What’s a ‘Bebop’?  Well, many years ago, before I was reincarnated as a Mainer, I lived in New Hampshire.  Even then I was interested in nature, and I would read the nature column in the Manchester Union Leader.  At that time there was a casual movement to get a state-wide hunting season on Mourning doves, and the nature writer that I had often read  rose up in indignation against the idea, and wrote passionately against the prospect of hunting the ‘…beloved bird of peace’.  Unfortunately I’m afflicted with a big slab of sarcasm, and ‘BEloved  Bird Of Peace’ evolved into ‘Bebop’ as my name for mourning doves.  Now Cranky the Bebop spends a lot of time under our bird feeders picking up the dropped sunflower seeds and cracked corn.  He’s obviously cranky, because he is always alone while most other bebops in the Quoddy region are in flocks.  He also doesn’t tolerate bluejays on his turf, and vigorously chases them away.  Now in a slam bang tussle I would bet on the smaller bluejay as a bluejay is more agile and equipped with a pretty formidable beak.  Critters, however, very seldom get into slam-bang tussles, and the aggressor usually gets his way.  I think that animals, especially birds, realize that the perils of getting banged up, even just a little, may compromise their ability for survival, and take a practical view of the situation and generally retreat from serious conflict.

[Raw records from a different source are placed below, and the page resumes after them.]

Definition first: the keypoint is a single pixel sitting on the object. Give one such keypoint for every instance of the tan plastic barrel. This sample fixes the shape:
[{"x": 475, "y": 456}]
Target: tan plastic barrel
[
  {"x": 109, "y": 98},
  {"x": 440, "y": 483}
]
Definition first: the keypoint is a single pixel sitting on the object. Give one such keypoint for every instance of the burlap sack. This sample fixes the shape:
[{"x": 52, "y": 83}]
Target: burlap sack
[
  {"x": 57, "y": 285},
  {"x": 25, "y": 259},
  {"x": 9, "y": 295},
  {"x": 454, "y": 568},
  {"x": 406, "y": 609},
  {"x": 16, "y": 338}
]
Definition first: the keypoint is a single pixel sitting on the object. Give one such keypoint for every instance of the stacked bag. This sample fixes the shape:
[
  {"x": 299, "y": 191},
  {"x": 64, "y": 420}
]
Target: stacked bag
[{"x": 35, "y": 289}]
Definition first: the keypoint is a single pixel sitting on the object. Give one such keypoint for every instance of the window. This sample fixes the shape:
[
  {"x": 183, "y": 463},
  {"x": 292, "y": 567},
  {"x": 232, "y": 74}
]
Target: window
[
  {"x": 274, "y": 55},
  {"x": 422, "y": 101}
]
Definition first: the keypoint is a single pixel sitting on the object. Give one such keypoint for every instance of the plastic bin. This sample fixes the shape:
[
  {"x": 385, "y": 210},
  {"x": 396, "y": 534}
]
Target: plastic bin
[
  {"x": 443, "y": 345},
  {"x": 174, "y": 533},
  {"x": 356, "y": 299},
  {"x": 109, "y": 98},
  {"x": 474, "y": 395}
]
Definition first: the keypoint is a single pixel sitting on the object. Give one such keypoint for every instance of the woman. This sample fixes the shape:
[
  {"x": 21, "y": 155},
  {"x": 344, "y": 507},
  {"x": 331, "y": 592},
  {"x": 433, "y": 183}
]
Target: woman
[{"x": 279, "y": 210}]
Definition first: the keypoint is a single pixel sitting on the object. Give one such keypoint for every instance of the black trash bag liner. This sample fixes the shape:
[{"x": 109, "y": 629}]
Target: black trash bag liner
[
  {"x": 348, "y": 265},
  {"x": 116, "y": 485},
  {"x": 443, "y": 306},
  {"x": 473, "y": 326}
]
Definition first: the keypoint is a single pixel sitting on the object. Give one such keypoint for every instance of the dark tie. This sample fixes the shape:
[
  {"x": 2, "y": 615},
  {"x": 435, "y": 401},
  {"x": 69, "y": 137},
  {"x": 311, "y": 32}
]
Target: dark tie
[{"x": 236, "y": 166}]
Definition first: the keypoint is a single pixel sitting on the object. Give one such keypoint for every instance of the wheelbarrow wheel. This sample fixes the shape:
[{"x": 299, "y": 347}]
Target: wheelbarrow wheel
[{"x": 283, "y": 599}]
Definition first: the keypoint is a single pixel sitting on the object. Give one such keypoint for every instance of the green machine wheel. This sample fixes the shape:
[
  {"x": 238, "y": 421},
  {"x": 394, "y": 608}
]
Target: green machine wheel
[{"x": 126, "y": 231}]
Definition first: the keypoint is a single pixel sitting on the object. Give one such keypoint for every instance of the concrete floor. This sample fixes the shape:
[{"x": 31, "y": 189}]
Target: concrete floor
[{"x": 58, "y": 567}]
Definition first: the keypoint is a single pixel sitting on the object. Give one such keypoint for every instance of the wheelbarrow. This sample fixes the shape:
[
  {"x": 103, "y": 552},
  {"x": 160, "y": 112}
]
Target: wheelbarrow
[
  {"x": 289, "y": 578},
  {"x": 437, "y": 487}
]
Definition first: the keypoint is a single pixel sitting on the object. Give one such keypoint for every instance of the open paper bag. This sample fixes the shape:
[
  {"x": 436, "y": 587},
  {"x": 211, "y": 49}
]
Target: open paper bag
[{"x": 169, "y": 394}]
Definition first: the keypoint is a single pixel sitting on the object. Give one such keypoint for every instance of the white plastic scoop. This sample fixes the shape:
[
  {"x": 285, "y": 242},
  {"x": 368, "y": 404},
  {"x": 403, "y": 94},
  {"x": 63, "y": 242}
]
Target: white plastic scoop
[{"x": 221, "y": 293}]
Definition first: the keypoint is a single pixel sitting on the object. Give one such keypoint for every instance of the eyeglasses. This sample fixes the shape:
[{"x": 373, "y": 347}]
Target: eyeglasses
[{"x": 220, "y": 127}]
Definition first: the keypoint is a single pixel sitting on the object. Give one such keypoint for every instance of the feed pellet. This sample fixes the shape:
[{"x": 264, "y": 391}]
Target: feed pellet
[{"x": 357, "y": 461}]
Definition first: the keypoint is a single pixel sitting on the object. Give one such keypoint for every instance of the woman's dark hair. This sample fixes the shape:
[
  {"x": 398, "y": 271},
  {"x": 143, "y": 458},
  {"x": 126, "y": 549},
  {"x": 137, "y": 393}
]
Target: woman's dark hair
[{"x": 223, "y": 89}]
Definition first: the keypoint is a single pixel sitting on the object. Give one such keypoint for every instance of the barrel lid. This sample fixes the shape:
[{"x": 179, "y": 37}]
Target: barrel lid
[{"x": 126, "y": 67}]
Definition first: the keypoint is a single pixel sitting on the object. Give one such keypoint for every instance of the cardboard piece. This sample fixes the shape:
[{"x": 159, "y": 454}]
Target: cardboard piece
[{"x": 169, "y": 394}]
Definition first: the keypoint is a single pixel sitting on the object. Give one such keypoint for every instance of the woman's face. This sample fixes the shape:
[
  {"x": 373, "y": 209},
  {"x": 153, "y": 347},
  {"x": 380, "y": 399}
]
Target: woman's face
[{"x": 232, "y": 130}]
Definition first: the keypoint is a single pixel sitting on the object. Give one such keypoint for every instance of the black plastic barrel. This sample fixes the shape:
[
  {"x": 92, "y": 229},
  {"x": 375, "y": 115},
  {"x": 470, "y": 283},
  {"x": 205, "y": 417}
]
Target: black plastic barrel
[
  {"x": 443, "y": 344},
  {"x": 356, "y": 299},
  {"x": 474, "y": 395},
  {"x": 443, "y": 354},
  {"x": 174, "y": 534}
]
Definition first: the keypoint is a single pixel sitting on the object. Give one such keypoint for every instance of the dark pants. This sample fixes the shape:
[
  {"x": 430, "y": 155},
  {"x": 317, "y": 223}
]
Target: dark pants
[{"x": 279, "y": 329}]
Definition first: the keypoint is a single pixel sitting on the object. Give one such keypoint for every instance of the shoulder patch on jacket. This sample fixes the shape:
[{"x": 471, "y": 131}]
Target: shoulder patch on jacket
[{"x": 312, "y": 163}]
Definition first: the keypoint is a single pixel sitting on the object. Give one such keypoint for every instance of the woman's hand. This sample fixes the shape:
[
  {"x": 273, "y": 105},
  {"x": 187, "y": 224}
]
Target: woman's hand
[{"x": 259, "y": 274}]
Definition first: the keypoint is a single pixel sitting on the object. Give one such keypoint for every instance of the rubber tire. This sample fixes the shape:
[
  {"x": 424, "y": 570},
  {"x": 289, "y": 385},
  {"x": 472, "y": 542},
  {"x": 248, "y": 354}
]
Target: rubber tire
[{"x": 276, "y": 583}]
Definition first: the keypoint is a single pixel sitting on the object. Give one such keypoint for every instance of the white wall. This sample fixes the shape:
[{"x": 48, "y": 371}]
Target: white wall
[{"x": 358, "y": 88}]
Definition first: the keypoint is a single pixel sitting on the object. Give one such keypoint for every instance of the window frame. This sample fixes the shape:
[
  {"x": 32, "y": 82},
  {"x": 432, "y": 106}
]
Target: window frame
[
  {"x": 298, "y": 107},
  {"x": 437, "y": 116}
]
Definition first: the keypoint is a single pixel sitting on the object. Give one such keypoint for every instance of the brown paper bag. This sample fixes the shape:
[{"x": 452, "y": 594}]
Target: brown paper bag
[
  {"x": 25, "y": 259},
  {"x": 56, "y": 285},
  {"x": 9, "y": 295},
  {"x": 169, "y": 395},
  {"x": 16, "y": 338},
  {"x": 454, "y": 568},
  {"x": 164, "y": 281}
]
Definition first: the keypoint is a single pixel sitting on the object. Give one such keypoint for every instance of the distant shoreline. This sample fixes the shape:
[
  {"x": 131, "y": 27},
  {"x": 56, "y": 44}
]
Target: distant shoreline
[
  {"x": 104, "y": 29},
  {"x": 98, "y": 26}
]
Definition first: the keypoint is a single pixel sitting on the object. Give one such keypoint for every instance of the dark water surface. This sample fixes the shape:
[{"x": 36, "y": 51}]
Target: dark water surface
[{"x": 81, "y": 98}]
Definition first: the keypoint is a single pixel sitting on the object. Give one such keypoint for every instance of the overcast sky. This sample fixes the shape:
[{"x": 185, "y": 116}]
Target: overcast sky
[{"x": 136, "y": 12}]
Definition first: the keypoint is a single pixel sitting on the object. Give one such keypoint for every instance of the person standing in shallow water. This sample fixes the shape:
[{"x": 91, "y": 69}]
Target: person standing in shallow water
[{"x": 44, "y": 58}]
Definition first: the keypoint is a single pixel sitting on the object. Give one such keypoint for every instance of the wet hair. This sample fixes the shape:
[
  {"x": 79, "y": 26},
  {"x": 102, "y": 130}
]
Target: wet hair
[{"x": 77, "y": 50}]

Under real wilderness circumstances, Cranky, or any other mourning dove for that matter, wouldn’t be here.  Mourning doves normally migrate to warmer climates where they can get natural food and don’t have to depend on bird feeding people to survive.  But maybe Cranky and his ilk are weighing their chances, as most states have a hunting season on Mourning doves, but in New England the only state with a season for this bird is Rhode Island.  Hunting seasons anywhere are somewhat controversial, but the emotional rhetoric rises astronomically when the subject of dove hunting is addressed.  At about 500 million strong, mourning doves nest in all states except Hawaii.  They typically have two offspring per brood and have from two to five broods a year.  Here in the Quoddy region mourning doves usually have two and sometimes three broods.  In some states, like Alabama, the economic impact of mourning dove hunting is significant, and nation-wide the harvest is about 20 million birds.  Since mourning doves are skilled fliers and capable of speeds greater than 50 miles per hour, it is estimated that for each bird harvested about 8 shots are fired, for an ammunition expenditure alone of this sport of about $48 million.  Are mourning doves a major pest anywhere and do the numbers need to be managed by hunting?  Probably not, unless you have just seeded your lawn.  Mourning doves provide food for wild critters such as Peregrine falcons and hawks and owls, and I once saw a bobcat make a half-hearted effort to catch a mourning dove, but he was unsuccessful.

I don’t feel that hunting presently impacts the numbers of mourning doves, but I am concerned about the future.  According to my calculations there are over 5600 tons of shot, usually #7 1/2 or 8, fired at just mourning doves annually.  I would like to see the requirement that only non-toxic shot be used on all upland and field game, as is the present requirement for all waterfowl.  Since this may result in more wounded animals, I would like to require all hunters who pursue this sport to utilize a dog.  A pooch is pretty handy at finding and retrieving a wounded or lost bird.  And lastly for my tirade, push edibility of all game.  I don’t always agree with Gerry Lavigne, the well known wildlife biologist, but I enthusiastically support his recommendation of eating wild game, even the unusual stuff.  From his own words, “ I operate a commercial smoke-house for wild game, and everyone thinks my coyote-meat pepperoni  ‘yodel sticks’  are delicious.”And as for you, Cranky, act a little more like the beloved bird of peace and quit harassing my bluejays.  The stuff I put out there is for all of you critters.